On The Situation Room, Dana Bash said that former House Speaker Dennis Hastert, who is resigning, "presided over a politically polarizing era. He said that was his biggest regret." A November 16 Chicago Tribune article also reported that Hastert "bemoaned the 'pool of bitterness' he believes exists in the nation's capital and urged his colleagues to try and work together in civility after he is gone." But neither Bash nor the Tribune noted Hastert's own history of partisan attacks.
Echoing the false assertion in a Politico article that Democrats are "Zero for 40" on passing "bills limiting President Bush's war policy," CNN's Carol Costello reported, "Forty times Democrats have forced a vote to curtail the Iraq war and 40 times they've lost." In fact, in April, both the House and Senate passed war funding legislation that included a timetable for a U.S. troop withdrawal, which President Bush vetoed.

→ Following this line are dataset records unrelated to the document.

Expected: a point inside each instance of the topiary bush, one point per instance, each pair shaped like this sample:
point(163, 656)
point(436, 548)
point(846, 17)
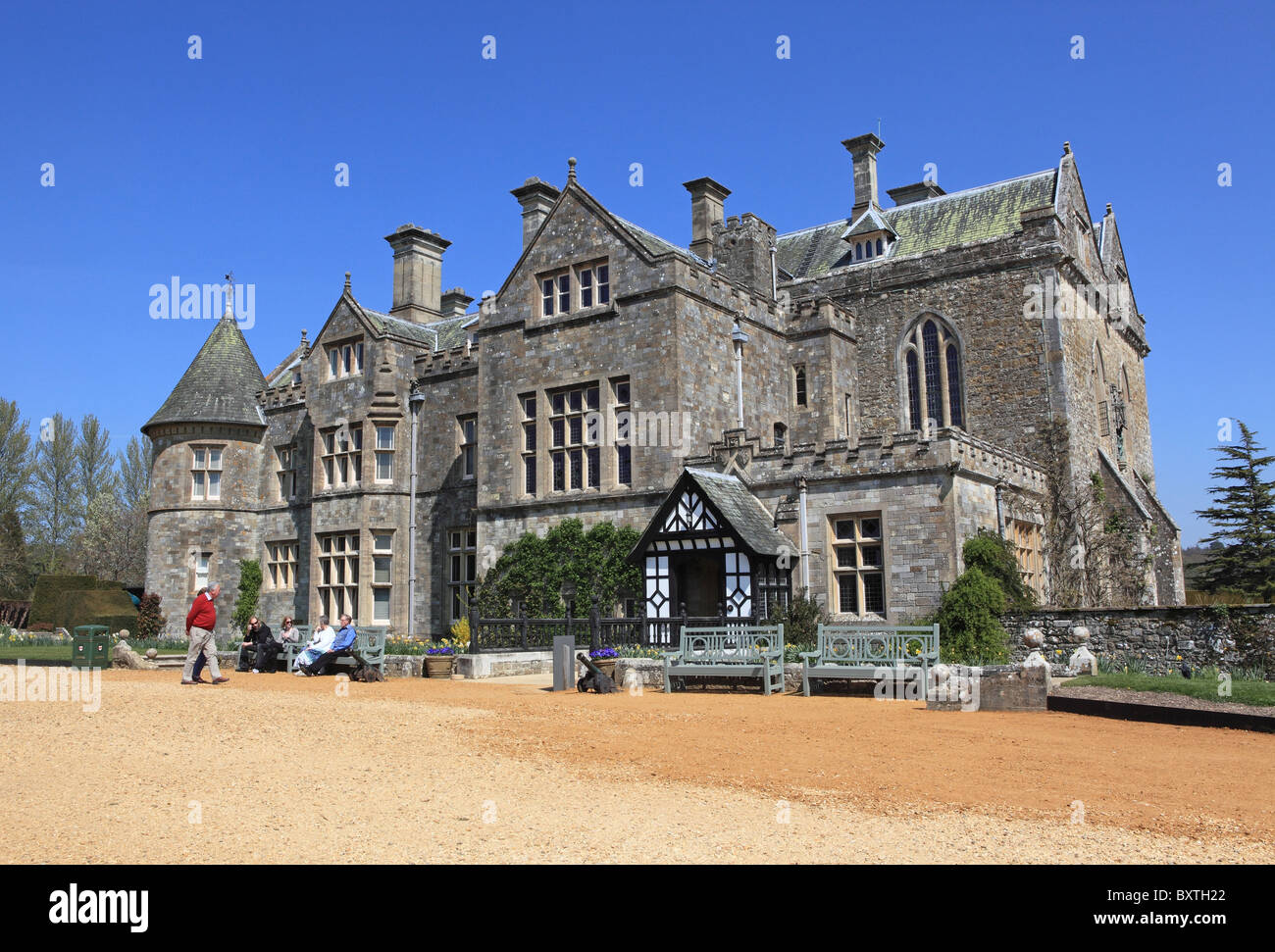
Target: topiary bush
point(151, 620)
point(969, 625)
point(994, 556)
point(249, 593)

On The Situation Room, Tom Foreman reported, "From Iraq to domestic programs, Democrats face White House vetoes and little support from Republicans on Capitol Hill." Foreman then aired a clip of House Speaker Nancy Pelosi saying, "I know that Congress has low approval ratings. I don't approve of Congress because we haven't done anything." However, Foreman cut off the end of Pelosi's remarks, in which she made clear that she was referring only to Congress' not having done anything that brought an end to the Iraq war.

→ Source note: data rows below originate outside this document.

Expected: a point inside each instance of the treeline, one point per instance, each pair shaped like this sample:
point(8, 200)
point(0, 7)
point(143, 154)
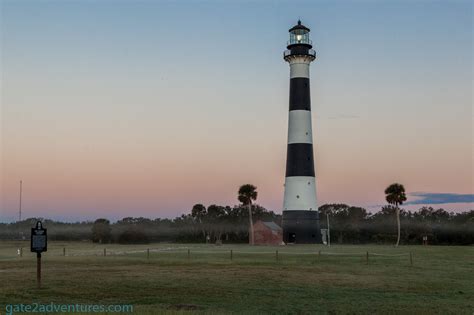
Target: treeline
point(354, 225)
point(348, 225)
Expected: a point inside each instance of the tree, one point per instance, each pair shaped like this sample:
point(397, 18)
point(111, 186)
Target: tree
point(246, 194)
point(101, 231)
point(395, 195)
point(198, 212)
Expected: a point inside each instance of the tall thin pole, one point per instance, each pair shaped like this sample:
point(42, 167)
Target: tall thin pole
point(19, 209)
point(329, 234)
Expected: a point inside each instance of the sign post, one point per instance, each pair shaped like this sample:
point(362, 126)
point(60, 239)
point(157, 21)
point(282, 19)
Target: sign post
point(39, 244)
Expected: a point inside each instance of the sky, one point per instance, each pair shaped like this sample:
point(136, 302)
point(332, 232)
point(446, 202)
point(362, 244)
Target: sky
point(144, 108)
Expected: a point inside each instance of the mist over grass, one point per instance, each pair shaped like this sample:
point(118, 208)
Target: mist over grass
point(349, 225)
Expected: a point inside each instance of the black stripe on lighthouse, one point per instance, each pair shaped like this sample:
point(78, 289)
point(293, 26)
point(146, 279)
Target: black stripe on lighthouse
point(299, 160)
point(299, 94)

In a New York Daily News column, Michael Goodwin claimed that a Democratic amendment that "condemn[ed] all attacks on the honor, integrity, and patriotism of any individual who is serving or has served honorably in the United States Armed Forces, by any person or organization" was "almost identical" to an alternative Republican amendment "except that [the Democratic amendment] did not mention MoveOn." Though the Democratic amendment did not refer to MoveOn.org by name, it did specifically criticize MoveOn's ad about Gen. David Petraeus.
On his radio show, Rush Limbaugh asserted: "Three weeks ago, you had Jim Clyburn of the Congressional Black Caucus saying, 'You know, if this report is good, it presents problems for us,' meaning the Democrat [sic] Party." In fact, Clyburn did not say that good news from Iraq is bad news for Democrats in electoral terms, but rather that a recommendation from Gen. David Petraeus against withdrawal would impede Democrats' efforts to garner support in Congress for legislation to begin withdrawal. And while Limbaugh identified Clyburn merely as "of the Congressional Black Caucus," Clyburn is also House majority whip, the third-highest position in the House.